Genotype
Alle erfelijke eigenschappen : Zoals onhandig, druk, rustig. Dit zijn genes die jij van je ouders van erven. Deze eigenschappen zijn dan ook niet zichtbaar net als kleur.
Fenotype
Alle zichtbare eigenschappen. zoals je oogkleur, haarkleur of de vorm van je neus. Deze eigenschappen zijn dan weer wel zichtbaar.
Dominant
Komt altijd tot uiting en overheerst altijd. Ook al is er recessief is dominant altijd sterker.
Recessief
Komt/kan alleen tot uiting komen als er geen dominant in zit. Zo niet is dominant sterker.

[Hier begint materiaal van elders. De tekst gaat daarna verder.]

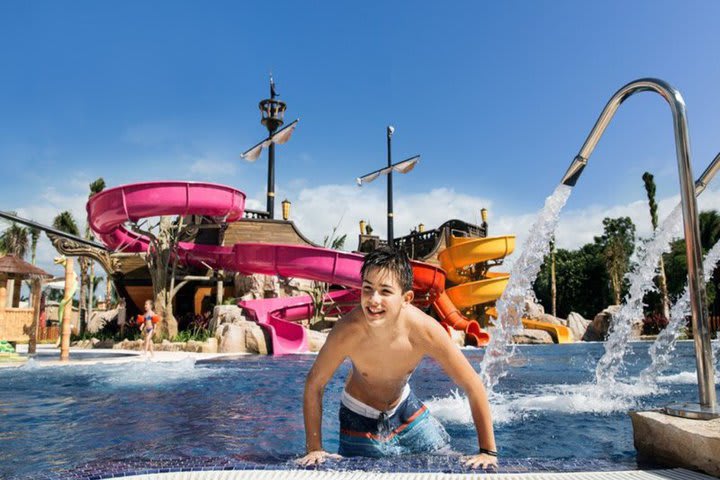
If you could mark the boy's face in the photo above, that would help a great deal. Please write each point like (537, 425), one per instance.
(382, 297)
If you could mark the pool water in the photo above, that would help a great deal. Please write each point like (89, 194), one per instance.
(81, 421)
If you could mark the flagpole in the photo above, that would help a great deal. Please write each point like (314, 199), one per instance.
(391, 236)
(272, 111)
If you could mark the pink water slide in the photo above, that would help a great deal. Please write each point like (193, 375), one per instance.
(109, 211)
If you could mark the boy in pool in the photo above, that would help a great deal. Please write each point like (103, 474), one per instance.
(385, 338)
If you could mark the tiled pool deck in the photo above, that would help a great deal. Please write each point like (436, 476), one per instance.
(437, 467)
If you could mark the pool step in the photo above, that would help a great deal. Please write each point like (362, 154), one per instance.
(669, 474)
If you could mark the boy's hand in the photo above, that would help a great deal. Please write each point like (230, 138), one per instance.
(317, 457)
(481, 460)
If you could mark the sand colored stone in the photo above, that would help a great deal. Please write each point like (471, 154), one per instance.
(677, 442)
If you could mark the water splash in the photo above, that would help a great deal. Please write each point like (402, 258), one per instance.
(661, 351)
(455, 409)
(641, 281)
(512, 302)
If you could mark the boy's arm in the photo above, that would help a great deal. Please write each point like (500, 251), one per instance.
(448, 355)
(328, 360)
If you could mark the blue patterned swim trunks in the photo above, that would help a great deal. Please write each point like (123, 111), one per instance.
(407, 428)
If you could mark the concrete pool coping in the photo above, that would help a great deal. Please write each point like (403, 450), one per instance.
(118, 356)
(666, 474)
(114, 356)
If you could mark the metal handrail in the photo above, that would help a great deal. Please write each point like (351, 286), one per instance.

Fenotype = Genotype + milieu |
Per eigenschap
(^^ 1 zaadcel en 1 eicel)
2 genen
Allelen:
variant van genen
Homozygoot
Hetzelfde van een bepaalde eigenschap
Heterozygoot
Twee verschillende van die eigenschap
Samenvatting van 3.1
Elke celkern van een lichaamscel (van een mens) bevat 46 chromosomen.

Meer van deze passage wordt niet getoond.